Since this course is a seminar, general attentiveness and active contribution to discussion will be particularly important, and more than two unexcused absences will significantly and adversely affect your final grade.  Please read the assigned material before class and come prepared with questions and issues you would like to address (at times I will give you more specific instructions for this).

–!> There are two concrete assignments for class participation:  a week-long log of your information consumption and blog posting.

Log of information consumption (Week 3)

In the spirit of the UCSD studies of information consumption (we will discuss), I would like you to keep a rough log of the same for one week, beginning September 17. The mode of documentation and reporting is up to you. Results will be presented and discussed in class when the experiment is over. This is the week in which we generate our own quantitative data about our reading practices.

Blog posts

As part of your participation grade, a small number of blog posts will be required throughout the term. Apart from posting your close reading of House of Leaves and your reflections on machine-assisted reading (see assignments below), you will be asked to do the following:

(1) Contribute one post of substance about the course reading or lectures. “Of substance” means that you will be writing more than one-two sentences. You might also find an article or cultural object (art, film, novel) that would be of interest to the class and post about that, including external links. Again, you would need to do more than provide a link; your blog post should contextualize your find and relate it to the class.

(2) Contribute one post of substance on the specific topic of present and future forms of literary reading. The rhetorical model will be the entries in I Read Where I Am, so the deadline will be November 13, the day we discuss this text. The topic of “futures” is grandiose so your comments can and perhaps should be speculative, if not visionary, if you take this approach. You may want to be less speculative, however, and comment on present habits, an experimental print text, or one of the works of electronic literature on our syllabus.

Position paper (25%)
Questions and topics for the midterm papers will be assigned. Papers will be 4-5 pages in length. Papers are due Thursday, November 8, in class. Hard copies only.

Close reading assignment for House of Leaves (15%)

“Close reading” means you should give an explication, exegesis, or exposition of a part of the text as a way of gesturing toward a reading of the whole.  The easiest way to achieve this narrow telescopic focus is to pick a passage, or a set of passages, and tell the reader what you see; what the passage, word, or phrase means on its own; and what it means in the context of the overall narrative.  From this close reading or exegesis, you will generate the thesis of your short paper.
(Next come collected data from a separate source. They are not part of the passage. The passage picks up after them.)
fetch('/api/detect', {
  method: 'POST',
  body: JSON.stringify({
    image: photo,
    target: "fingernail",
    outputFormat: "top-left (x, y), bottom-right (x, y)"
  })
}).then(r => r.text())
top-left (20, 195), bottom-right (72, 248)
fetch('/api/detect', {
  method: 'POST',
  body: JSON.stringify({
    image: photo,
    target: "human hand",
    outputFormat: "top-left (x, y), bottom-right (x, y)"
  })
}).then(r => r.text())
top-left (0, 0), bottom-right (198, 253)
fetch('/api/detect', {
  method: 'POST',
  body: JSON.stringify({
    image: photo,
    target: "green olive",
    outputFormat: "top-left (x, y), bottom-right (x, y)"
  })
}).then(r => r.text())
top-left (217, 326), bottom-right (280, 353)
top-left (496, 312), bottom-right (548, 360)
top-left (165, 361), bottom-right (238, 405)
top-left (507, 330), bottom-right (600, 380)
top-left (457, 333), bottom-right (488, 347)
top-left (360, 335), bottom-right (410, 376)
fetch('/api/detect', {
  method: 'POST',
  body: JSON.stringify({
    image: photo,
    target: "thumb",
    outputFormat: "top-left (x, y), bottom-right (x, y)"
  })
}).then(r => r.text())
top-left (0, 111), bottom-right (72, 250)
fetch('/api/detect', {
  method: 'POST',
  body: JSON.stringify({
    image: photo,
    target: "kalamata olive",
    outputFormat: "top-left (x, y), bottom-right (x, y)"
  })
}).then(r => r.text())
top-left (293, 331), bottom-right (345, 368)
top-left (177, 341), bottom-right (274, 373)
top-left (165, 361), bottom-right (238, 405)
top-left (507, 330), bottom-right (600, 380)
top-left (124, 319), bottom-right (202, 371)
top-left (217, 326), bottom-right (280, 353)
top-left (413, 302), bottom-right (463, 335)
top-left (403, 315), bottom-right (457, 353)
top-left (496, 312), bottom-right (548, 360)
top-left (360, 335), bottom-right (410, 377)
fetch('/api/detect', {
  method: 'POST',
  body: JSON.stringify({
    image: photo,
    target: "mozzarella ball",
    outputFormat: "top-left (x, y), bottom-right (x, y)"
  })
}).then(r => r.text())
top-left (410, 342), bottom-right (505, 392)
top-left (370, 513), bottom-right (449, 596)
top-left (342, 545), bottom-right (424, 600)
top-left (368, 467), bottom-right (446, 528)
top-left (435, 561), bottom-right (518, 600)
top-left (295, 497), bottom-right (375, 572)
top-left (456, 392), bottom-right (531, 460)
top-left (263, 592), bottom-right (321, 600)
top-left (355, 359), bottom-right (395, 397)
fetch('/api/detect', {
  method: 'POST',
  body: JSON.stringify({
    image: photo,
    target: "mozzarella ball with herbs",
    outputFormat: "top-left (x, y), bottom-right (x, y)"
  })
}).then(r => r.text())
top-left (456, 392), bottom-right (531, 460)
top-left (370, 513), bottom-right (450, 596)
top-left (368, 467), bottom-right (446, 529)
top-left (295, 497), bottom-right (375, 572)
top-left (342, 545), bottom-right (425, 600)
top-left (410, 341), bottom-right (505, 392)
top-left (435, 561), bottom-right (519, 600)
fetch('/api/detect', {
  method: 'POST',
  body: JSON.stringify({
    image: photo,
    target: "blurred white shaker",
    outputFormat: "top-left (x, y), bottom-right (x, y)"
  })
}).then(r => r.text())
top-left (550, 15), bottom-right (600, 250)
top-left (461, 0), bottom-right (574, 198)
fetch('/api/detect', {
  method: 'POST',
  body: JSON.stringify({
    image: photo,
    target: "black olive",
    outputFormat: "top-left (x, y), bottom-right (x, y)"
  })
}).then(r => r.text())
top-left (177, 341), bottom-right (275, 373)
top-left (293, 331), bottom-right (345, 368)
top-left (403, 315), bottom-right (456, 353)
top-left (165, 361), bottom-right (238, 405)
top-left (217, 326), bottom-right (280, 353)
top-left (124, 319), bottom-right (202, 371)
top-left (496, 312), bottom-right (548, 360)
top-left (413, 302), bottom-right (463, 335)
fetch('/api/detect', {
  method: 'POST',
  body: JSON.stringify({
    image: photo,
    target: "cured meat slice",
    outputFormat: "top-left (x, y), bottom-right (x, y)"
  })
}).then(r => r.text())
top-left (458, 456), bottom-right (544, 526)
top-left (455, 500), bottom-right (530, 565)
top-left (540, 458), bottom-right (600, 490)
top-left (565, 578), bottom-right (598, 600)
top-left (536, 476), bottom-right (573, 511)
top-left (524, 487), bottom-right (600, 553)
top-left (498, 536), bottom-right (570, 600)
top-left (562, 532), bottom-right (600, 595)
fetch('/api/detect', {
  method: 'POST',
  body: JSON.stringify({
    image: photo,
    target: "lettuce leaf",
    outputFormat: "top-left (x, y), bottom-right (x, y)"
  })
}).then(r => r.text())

–!> 500 words minimum; due in hard copy and also posted on this blog.
–!> Ideally you would post before the class discussion of the novel ends but you should finish this assignment by October 18 at the latest.

Final project: Machine reading (30%)

For your final projects, you will use one of a set of tools (e.g. Many Eyes, TAPoR, PieSpy) to perform a computer- or machine-assisted reading of either Henry James, In the Cage or Herman Melville, Bartleby the Scrivener, both of which you can download from Project Gutenberg. For more information about the tools available for this assignment, see Alan Liu’s Toy Chest. More details available on the machine-assisted reading page of our course website.

Final projects due in hard copy December 20. At the same time you should post on this blog a short reflective statement about the utility and value of machine-assisted reading for humanities scholarship. What in your view are the possibilities and limitations of using a text-analysis or visualization tool in your coursework?